Organizing Concepts and questions this Week:
- Realism and its relationship with postmodernism.
- What is a realist novel?
- What is an author?
- How can a book open up new discursive categories and practices?
- Continuing interest in Ken Warren’s project of “What Was African American Literature?

The Intuitionist, Colson Whitehead: A racial allegory set in the framework of Elevator Inspector-speak. Pitting “Empiricists” against “Intuitionists,” Whitehead’s novel offers a meditation on the vocabularies that constitute our everyday lives, while at the same time (I think) mirroring the racial/linguistic criticisms of Ishmael Reed’s Mumbo Jumbo. Great coincidence to have read both of these books in the same week: they represent pictures of postmodern conceptions of race at very different historical moments (Reed in 1972 and Whitehead in 2000).

Landscape for a Good Woman, Carolyn Kay Steedman: Steedman’s famous blockbuster academic autobiography offers a means of giving voice to working class women. As far as autobiographies go, it pushes the protagonist/author fairly far to the margins in the interest of creating a discourse for unrepresented class and gender groups. Interesting to read this book in relation to The Economist’s recent cover article on women in the workplace, We Did It. Women now constitute 51% of the labor force in America. Is this really Mission Accomplished? What about Equal Pay? What about the fact that 84% of custodial single parents in America are Women who must often work two or three jobs?
Kind of a riff, but there’s something not-so-vaguely patriarchal about The Economist’s claim, especially the Rosie the Riveter cover. I don’t know what you all think about that.
Great articles:
A Risky Proposal: The New Yorker’s take on Gay Marriage and Perry v. Schwartzeneggar. Great as a primer on the state of affairs in California and the implications for civil rights in the United States if this thing goes to the Supreme Court. Required reading for anyone who wants to augment their vocabulary for engaging in this conversation. Aka, ideally, everyone.
How America Can Rise Again, Jim Fallows, The Atlantic: Jim waxes poetic upon his return from China. Can America rise?
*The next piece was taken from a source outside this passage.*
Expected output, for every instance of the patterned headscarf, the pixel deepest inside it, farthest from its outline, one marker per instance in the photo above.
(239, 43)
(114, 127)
Interesting to read next to Foreign Affairs’ story The Future of Taiwan, detailing the history and prospects for US-Chinese relations vis-a-vis the island-across-the-strait.
Album this Week:

Fear of a Black Planet, Public Enemy: Thinking a lot about conspiracy (as it relates to Mumbo Jumbo) this week. But also had just read Fredric Jameson’s The Cultural Logic of Late Capitalism and Henry Louis Gates’ The Signifying Monkey again, both of which were published around the same time as Public Enemy’s album was released. Where are we, we of Barack Obama’s America, in terms of conceptions of racial categories? How do we define ourselves as belonging to race these days? Who’s talking about this?